Explicitly forbid mutating agg jobs, collections #471

tgeoghegan · 2023-06-13T23:52:50Z

Resolves #406

branlwyd · 2023-06-14T16:06:25Z

draft-ietf-ppm-dap.md

@@ -1355,6 +1355,12 @@ On success, the Helper responds to the Leader with HTTP status code 201 Created
 and a body consisting of the `AggregationJobResp`, with media type
 "application/dap-aggregation-job-resp".

+Aggregation job initialization MUST be idempotent. That is, further requests to


A few things to consider including:

Mention that "further requests with a different body" would be grouped together by aggregation job ID (I suppose).

We don't want to allow re-initialization -- so if a continuation step has occurred, we should no longer allow initialization.

(& identical suggestions for the collection job case, with aggregation job ID -> collection job ID)

Mention that "further requests with a different body" would be grouped together by aggregation job ID (I suppose).

I think I know what you mean. Is this paragraph more clear?

Aggregation job initialization MUST be idempotent. That is, further requests to initialize some aggregation job whose body is identical to the first request MUST succeed. However, changing an aggregation job's parameters is illegal, so further requests to initialize an existing aggregation job with different parameters MUST fail with an HTTP client error status code.

We don't want to allow re-initialization -- so if a continuation step has occurred, we should no longer allow initialization.

So we're talking about a sequence of requests like this:

PUT /tasks/{task-id}/aggregation_jobs/{aggregation-job-id}

POST /tasks/{task-id}/aggregation_jobs/{aggregation-job-id}

PUT /tasks/{task-id}/aggregation_jobs/{aggregation-job-id}

When you say we should no longer allow initialization, do you mean that the request at (3) should fail with something like HTTP 400 Bad Request, or just that it shouldn't rewind or reset the state of the aggregation job? I think that the request at (3) should still get a 201 Created response, because in many cases, the leader can then follow up with a POST to continue the aggregation job and gracefully resume processing the job.

Mention that "further requests with a different body" would be grouped together by aggregation job ID (I suppose).

I'm suggesting that the text "further requests to initialize an existing aggregation job with different parameters" is ambiguous, because it does not define how to determine if a new request matches to an existing aggregation job. I think the right way to determine this is by aggregation job ID -- if the request includes an aggregation job ID matching to an existing aggregation job, it is a repeated request (possibly with different parameters); if the request includes a unique aggregation job ID, it is a request for a new aggregation job. My suggestion is that we state that explicitly.

When you say we should no longer allow initialization, do you mean that the request at (3) should fail with something like HTTP 400 Bad Request, or just that it shouldn't rewind or reset the state of the aggregation job?
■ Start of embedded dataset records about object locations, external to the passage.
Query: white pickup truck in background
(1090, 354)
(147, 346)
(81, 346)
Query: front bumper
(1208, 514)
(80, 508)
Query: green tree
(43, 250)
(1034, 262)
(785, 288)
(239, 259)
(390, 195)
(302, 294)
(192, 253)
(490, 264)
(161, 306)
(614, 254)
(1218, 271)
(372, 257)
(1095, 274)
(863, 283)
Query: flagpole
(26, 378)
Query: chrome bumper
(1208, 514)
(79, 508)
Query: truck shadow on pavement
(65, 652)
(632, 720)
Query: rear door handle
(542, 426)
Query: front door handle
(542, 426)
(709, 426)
Yes -- IMO request (3) should fail [and it shouldn't rewind/reset the state of the aggregation job]. I would suggest we don't allow re-initialization of existing aggregation jobs because we don't need to: if a further "continuation" request has been made, the Leader has definitely received the result of the prior "initialization" step. And if we allow aggregation jobs to be re-initialized, we will have to deal with "weird" issues like "what if the Leader drives an agg job all the way to completion, then re-initializes it, then drives it to completion once again -- should the output shares recovered by the second completion contribute to the eventual aggregate 'again'?" (probably not, but we'd need text to that effect, and implementations would have to add some complexity to deal with such issues)

Or, framing things in terms of idempotency, request (2) changes the state of the aggregation job, so afterwards re-sending request (1) has no expectation of idempotency, as it is a request to rewind the aggregation job -- we would at that point expect request (2) to be idempotent rather than request (1).
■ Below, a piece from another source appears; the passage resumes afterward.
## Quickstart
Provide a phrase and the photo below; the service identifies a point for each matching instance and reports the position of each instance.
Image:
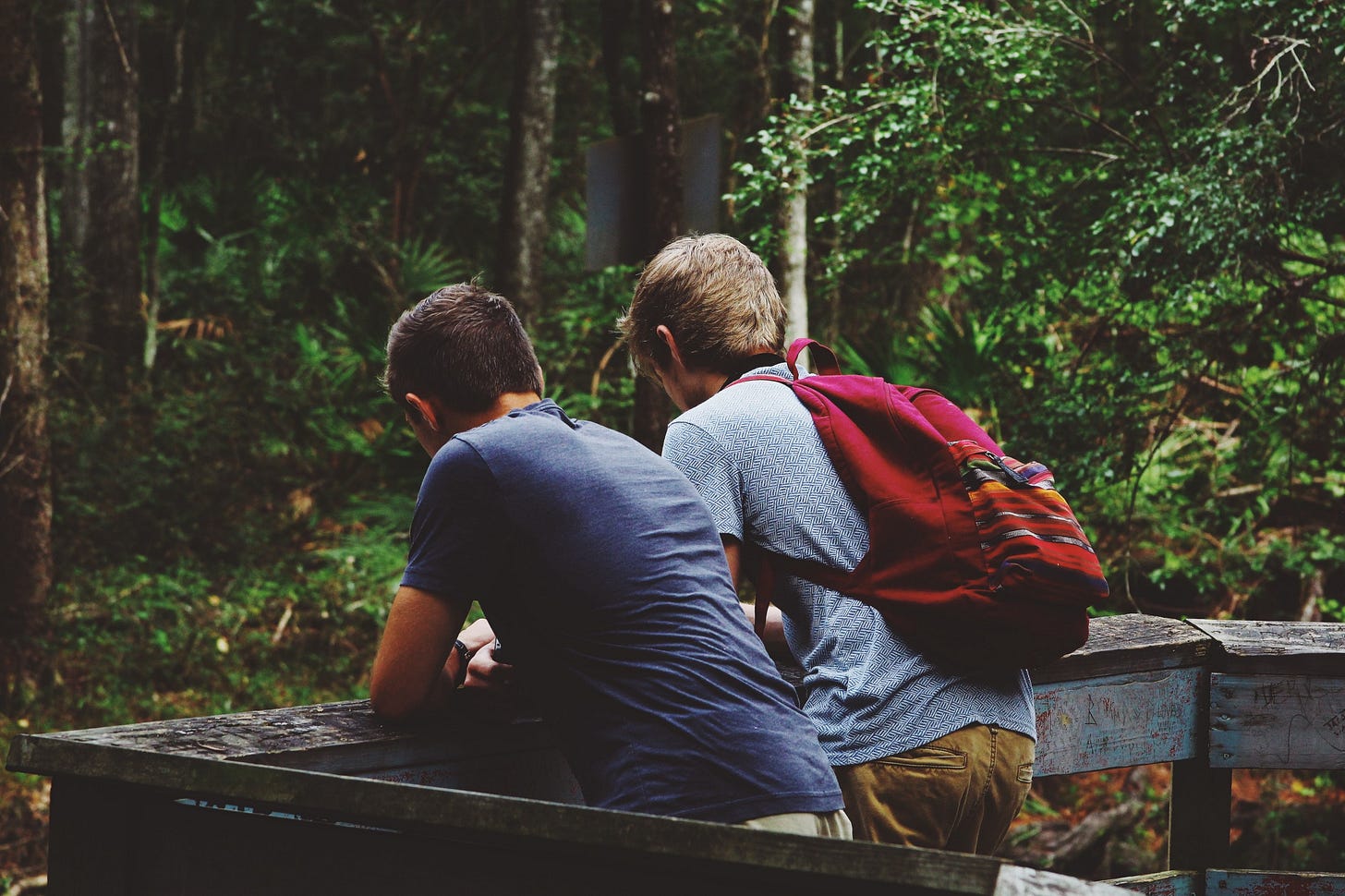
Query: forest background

I'm suggesting that the text "further requests to initialize an existing aggregation job with different parameters" is ambiguous, because it does not define how to determine if a new request matches to an existing aggregation job.

OK, I'll rewrite to be more explicit.

Yes -- IMO request (3) should fail [and it shouldn't rewind/reset the state of the aggregation job].
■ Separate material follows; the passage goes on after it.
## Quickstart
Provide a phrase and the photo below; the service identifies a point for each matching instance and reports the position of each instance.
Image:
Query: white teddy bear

I'm coming around to your point of view: reviewing the changes that will land in #393, it appears we don't allow for the AggregationJobResp a leader gets in response to initialization to ever contain PrepareResps in the finished state, so as it stands, we can't allow PUT /tasks/{task-id}/aggregation_jobs/{aggregation-job-id} to succeed regardless of the aggregation job's state. I was thinking that maybe an implementation could have multiple aggregation job workers racing to initialize and continue agg jobs, but the implementation would have to have a pretty serious state synchronization bug to have one worker step the job past round 1 and have the other still think the job needs to be initialized, so I don't think it's worth having the specification bend over backwards to accommodate this.

In short: requests to initialize an aggregation job that has been continued at least once are invalid.

draft-ietf-ppm-dap.md

wangshan · 2023-06-16T20:09:03Z

draft-ietf-ppm-dap.md

@@ -1871,6 +1884,14 @@ The Leader then begins working with the Helper to aggregate the reports
 satisfying the query (or continues this process, depending on the VDAF) as
 described in {{aggregate-flow}}.

+Collection job creation MUST be idempotent. That is, multiple requests to


does it matter if the task has expired and leader deleted it's collection_jobs?

I don't understand how task expiration complicates this. We already have this text:

Upon receipt of a CollectionReq, the Leader begins by checking that it
recognizes the task ID in the request path. If not, it MUST abort with error
unrecognizedTask.

So if task expires, then the leader should refuse to allow new collection jobs to be created in it, regardless of whether the request has been repeated.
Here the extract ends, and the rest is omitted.